Forexcyle holds that USD/JPY is staying within a falling price channel and remains in downtrend from 85.92, with the rise from 81.55 more likely a consolidation of the downtrend.

According to the site’s intraday analysis, “As long as the channel resistance holds, another fall to 81.00 is still possible.”

FXstreet, meanwhile, notes that the currency pair’s bearish momentum remains intact. Hourly indicators support the bearish bias, with the USD/JPY barely holding above 81.70 static support zone, the realtime forex news site says.

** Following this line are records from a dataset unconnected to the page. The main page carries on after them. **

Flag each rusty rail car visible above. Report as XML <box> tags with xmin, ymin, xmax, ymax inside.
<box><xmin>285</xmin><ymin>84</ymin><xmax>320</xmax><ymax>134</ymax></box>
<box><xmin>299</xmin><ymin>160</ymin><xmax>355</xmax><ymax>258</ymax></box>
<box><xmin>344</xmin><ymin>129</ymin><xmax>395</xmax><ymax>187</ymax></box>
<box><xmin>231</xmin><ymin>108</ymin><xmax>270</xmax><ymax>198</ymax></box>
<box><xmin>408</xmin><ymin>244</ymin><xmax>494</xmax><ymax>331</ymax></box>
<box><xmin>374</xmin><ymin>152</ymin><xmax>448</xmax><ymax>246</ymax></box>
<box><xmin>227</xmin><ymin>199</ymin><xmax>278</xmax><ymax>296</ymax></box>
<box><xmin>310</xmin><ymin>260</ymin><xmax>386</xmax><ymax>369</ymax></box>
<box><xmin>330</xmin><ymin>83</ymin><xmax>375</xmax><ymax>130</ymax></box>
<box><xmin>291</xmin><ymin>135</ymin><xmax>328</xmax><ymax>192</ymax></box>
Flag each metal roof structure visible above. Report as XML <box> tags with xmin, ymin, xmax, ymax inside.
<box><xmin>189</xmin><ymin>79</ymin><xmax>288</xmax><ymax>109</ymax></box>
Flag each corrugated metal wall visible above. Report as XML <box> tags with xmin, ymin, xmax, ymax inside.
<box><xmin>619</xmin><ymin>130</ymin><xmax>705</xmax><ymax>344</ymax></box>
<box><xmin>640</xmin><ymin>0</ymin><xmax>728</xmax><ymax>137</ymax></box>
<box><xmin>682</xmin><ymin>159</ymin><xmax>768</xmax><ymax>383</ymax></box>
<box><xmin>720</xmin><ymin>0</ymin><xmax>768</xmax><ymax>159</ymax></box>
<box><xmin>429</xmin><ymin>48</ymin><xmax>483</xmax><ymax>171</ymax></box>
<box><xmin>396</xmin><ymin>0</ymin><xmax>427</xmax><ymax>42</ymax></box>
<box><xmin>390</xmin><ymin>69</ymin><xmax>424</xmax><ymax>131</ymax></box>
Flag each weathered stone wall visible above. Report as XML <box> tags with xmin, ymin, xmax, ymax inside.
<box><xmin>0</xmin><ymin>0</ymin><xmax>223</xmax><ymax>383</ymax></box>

The site adds that, “The upside remains limited by 82.20 price zone, so only strong gains above that level, could ease partially the downside pressure in the cross.”

In a report aimed at technical analysis trading, meanwhile, Actionforex points out that USD/JPY is still staying in tight range above the temporary low of 81.54 as consolidations continue.

However, the site goes on to say that, “Stronger recovery cannot be ruled out but after all, break of 83.15 resistance is needed to be the first signal of bottoming.”